Specifically, this is what the White House's IT staff have contributed back:

Today's code release constitutes a few modules we developed for ourselves, as well as a recognition of our sponsoring the development of modules widely used in the Drupal community, which improve the administration of our site in a variety of ways: file management, content presentation, and URL shortening are just a few examples.

For the code originating from within the White House, we wanted to improve the functionality offered by a popular file manager, IMCE, so we developed a module called IMCE tools, which has three major functions:

First, IMCE Directory Manager provides an interface for specifying which directories a user can access via the IMCE module. It is useful when you have users which have the same user roles but need to be confined to directories which cannot be derived from user data.

Second, IMCE Search allows for searching for files in the IMCE interface which helps identify the location of uploaded files.

Third, IMCE File Path easily presents the URL of a file, facilitating sharing it as a link.

We also recognize that there are really good projects already embedded in the Drupal community and reached out to help support their development. Several of these are used in the collaboration software suite, Open Atrium: Features, Spaces, Boxes, Context, StrongArm, and Admin. We also supported the development of an auto-tagging module, Calais; a bulk file uploading utility, IMCE SWFupload, as well as the module that powers our shortened wh.gov domain, shortURL.

This isn't the first time that the White House has contributed code to Drupal. Last April, the Feds also submitted improvements to Drupal's scalability, communication, and accessibility functionality.

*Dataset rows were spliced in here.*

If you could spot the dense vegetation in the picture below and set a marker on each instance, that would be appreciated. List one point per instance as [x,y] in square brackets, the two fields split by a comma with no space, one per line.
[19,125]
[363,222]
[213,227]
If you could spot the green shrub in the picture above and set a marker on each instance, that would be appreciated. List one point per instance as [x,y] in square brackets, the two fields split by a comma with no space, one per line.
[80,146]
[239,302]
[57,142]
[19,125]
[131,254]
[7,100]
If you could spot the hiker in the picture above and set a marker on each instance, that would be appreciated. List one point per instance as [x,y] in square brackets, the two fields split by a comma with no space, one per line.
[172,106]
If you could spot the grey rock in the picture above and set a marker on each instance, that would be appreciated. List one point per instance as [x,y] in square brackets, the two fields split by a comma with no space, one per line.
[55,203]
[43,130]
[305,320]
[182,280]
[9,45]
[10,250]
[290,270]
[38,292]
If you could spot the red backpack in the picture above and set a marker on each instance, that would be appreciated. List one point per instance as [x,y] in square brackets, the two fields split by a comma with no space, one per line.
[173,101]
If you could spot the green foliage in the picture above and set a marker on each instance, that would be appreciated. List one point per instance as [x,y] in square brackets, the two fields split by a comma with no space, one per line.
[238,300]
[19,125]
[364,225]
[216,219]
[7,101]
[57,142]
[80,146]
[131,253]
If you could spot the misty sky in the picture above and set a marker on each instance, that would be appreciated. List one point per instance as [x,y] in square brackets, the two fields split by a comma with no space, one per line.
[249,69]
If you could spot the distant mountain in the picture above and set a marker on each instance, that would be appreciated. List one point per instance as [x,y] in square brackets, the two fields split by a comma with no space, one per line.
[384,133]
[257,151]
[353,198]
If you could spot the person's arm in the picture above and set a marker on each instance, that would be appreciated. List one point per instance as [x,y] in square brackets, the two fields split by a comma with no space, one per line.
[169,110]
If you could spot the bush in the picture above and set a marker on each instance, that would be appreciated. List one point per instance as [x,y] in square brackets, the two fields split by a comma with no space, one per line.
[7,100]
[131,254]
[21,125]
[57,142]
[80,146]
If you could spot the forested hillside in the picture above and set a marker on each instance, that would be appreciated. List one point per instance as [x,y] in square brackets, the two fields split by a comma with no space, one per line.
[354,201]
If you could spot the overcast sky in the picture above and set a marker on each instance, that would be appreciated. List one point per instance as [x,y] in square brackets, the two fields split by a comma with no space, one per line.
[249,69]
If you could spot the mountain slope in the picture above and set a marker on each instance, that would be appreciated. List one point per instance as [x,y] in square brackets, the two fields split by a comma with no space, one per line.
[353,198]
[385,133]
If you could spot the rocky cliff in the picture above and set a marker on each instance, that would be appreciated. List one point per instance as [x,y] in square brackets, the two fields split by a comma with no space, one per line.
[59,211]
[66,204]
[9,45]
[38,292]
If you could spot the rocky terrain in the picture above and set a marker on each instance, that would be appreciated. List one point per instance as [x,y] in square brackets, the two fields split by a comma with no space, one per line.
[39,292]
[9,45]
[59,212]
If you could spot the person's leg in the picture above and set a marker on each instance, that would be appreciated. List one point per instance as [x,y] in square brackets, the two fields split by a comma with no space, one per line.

Over the last few years, the U.S. federal government has become more receptive to open source, thanks in no small parts to both open-source's own innate virtues of low cost and high quality and the efforts of organizations like the Open Source Software Institute and Open Source for America.

You shouldn't think though that the U.S. government moving to using and working on open source is a new development. It's not.

The U.S. government was using and creating open-source and free software before either term even existed. For example, NASA's COSMIC software collection and VistA, the Department of Veterans Affairs' (VA) electronic health records (EHR), which is now used in open-source EHR systems such as WorldVista and OpenVista, date back to the 60s and 70s. By embracing open source, Obama is returning to free software's government roots.